Principles of Good Blogging

From the Common Craft blog:

1. Write what you know. Everyone is an expert in a small number of things.
2. Listen. The mythology of blogging is about putting things into the world, but the other part of that is hearing the world- listening. Listen, then write. If you run out to the world with your message without listening, you have a good chance of being wrong.
3. Link often. You owe it to your readers to link to others. Doing lots of linking is likely the single best way to get readers.
4. Post often. Like many things, the way to get good is to practice, plus more posts means more readers.
5. Correct yourself. Bloggers are different when we’re wrong, we can undo the damage when we publish. We can react in a way that makes it better.
6. Generalize. Almost everything starts more general and moves to specific.
7. Flame judiciously. One of the things that gives conversation flavor is anger. He sees no reason not to share your feelings. Reasonable people never change the world.
8. Spell-check. The quality matters, though Marc Canter disagrees, so does Jeremy Wright.
9. Look good.
10. Balance hubris and humility- arrogance smells- it stinks and drives readers away.

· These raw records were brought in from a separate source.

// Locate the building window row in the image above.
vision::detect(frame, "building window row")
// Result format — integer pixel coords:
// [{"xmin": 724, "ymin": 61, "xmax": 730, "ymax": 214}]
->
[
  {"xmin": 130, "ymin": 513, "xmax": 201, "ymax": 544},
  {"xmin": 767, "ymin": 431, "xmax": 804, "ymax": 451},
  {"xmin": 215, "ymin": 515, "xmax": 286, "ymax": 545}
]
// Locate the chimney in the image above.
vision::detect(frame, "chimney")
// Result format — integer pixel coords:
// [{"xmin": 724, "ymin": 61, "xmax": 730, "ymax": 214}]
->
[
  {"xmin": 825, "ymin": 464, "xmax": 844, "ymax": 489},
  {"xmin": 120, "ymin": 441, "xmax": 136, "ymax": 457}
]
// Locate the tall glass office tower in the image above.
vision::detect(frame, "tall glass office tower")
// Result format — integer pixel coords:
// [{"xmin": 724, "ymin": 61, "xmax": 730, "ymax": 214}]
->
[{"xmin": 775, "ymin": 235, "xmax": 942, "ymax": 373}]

11. Be Brief. It’s hard to write a short entry
12. Be intense. A cool, dispassionate narrow tone, almost never works.
13. Don’t tell secrets. The blogosphere is not a million writers, it’s a million listeners. If you post something secretive, people will know, like high school- except the web never forgets.
14. Don’t ruin your life. There are a lot of ways you can get in trouble. The question is, why is the media writing about people getting fired for blogging? Think they are worried?
15. Don’t blog on command. People shouldn’t be pushed to blog. The people that should blog will blog.